平成30年度税制改正速報!(法人編)
(注)執筆当時の法律に基づいて書いていますのでご利用は自己責任でお願いします。
もくじ
平成30年度税制改正、法人関係は減税傾向
2017年12月14日に、「平成30年度税制改正大綱」が与党から発表されました。
「生産性革命」と「人づくり革命」という政府の施策を税制面から後押しすべく、その実現に向けた税制措置が盛り込まれました。また、中小企業の喫緊の課題である事業承継についても、これまでの事業承継税制を大幅に緩和、拡充する措置が設けられます。今後の中小企業経営や事業承継に大きく影響する改正項目として、今回はその中から下記3項目をお伝えします。
- 1.所得拡大促進税制の拡充
- 2.生産性向上の実現のための臨時措置法(仮称)による固定資産税の減免
- 3.事業承継税制の拡充
所得拡大促進税制の拡充
所得拡大促進税制については、大企業向けと中小企業向けで要件が異なりますので、今回は、中小企業向けに絞って解説します。
現行の所得拡大促進税制は、国内雇用者(注1)に対して給与等を支給する場合において、下図の要件を満たす場合には、雇用者給与等支給額(注2)の対2012年度比増加額の10%(要件③の増加率が2%以上の場合、対前年度増加額部分のみ22%)の税額控除を受けることができます(当期の法人税額の20%が上限)。
それが今回の改正により、平均給与等支給額(注3)が対前年度比で1.5%以上増加しているときは、雇用者給与等支給額の対前年度増加額の15%の税額控除が受けられるようになります。なお、この場合において、次の要件を満たすときは、上記の税額控除率が25%になります(ただし、控除税額は改正前と同様、当期の法人税額の20%が上限)。
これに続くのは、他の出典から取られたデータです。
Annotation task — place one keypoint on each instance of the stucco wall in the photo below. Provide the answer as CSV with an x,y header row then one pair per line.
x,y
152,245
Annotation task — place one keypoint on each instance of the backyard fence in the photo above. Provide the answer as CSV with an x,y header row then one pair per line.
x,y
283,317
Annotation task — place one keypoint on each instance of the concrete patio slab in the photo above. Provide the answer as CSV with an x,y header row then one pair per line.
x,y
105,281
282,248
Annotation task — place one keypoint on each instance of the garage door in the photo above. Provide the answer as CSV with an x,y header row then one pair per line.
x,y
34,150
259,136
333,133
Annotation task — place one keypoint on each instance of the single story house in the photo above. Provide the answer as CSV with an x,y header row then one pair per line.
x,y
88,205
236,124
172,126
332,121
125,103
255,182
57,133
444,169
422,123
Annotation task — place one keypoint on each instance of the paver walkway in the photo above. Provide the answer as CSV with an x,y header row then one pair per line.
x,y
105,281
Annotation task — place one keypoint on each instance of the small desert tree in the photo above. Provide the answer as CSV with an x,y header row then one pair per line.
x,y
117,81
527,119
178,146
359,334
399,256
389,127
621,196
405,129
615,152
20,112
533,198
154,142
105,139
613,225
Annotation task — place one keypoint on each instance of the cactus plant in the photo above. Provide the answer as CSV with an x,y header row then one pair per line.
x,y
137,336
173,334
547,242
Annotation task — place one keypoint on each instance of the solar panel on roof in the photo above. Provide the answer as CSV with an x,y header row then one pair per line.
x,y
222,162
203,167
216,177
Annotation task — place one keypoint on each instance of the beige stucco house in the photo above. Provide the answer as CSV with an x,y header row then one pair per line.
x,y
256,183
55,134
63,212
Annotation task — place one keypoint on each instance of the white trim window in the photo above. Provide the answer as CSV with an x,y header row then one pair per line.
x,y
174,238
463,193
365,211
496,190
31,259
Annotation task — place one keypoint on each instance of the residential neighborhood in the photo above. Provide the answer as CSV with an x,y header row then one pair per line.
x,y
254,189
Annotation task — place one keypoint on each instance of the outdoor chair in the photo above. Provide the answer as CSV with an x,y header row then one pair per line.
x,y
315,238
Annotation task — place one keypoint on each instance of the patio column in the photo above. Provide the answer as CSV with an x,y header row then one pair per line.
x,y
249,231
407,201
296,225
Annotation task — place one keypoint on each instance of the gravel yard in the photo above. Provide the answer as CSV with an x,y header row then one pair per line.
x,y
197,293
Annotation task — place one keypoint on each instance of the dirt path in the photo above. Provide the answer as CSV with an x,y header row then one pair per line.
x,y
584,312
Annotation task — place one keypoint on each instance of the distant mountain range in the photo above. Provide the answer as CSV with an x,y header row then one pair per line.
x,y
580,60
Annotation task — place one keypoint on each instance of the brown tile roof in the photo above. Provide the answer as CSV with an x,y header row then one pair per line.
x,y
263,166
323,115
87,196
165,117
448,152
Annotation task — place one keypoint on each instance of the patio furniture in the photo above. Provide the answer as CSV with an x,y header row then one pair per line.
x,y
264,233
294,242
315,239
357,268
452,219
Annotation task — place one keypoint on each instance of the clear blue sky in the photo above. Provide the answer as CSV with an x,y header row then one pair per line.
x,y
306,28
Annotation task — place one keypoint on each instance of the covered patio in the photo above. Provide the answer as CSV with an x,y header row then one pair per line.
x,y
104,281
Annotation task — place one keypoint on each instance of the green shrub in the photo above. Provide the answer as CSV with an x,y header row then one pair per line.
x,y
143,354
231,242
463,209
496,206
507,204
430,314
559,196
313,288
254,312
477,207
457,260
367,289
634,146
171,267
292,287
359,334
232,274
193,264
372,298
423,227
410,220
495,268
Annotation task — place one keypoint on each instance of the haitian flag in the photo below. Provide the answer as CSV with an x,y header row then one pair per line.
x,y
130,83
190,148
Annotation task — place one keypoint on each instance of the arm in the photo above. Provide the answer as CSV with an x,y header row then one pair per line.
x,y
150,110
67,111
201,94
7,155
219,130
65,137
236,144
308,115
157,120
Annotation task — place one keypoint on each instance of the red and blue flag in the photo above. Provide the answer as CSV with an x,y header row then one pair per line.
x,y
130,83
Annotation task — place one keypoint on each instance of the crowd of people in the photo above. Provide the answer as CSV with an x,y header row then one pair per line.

(1)平均給与等支給額の対前年度比増加割合が2.5%以上であること
(2)次のいずれかの要件を満たすこと
イ 教育訓練費の額の前期の教育訓練費の額に対する増加割合が10%以上であること
ロ その中小企業者等がその事業年度終了の日までに中小企業等経営強化法の経営力向上計画の認定を受けたもので、その経営力向上計画に従って経営力向上が確実に行われたものとして証明がされたこと
また、改正前は認められていた設立事業年度での適用が対象外になるほか、平均給与等支給額について、計算の基礎となる継続雇用者の範囲が、当期及び前期の全期間の各月において給与等の支給がある雇用者で一定のものとされ、継続雇用者がいない場合には、要件を満たさないものとされます。
これらの改正は、2018年4月1日から2021年3月31日までの間に開始する各事業年度において適用されます。
出典:経済産業関係 税制改正について
https://www.meti.go.jp/main/zeisei/zeisei_fy2018/zeisei_k/pdf/zeiseikaisei.pdf
(注1)国内雇用者とは、法人の使用人(その法人の役員の特殊関係者及び使用人兼務役員を除きます。)のうち国内の事業所に勤務する雇用者(具体的には、その法人の国内に所在する事業所につき作成された労働基準法第108条に規定する賃金台帳に記載された者)をいいます。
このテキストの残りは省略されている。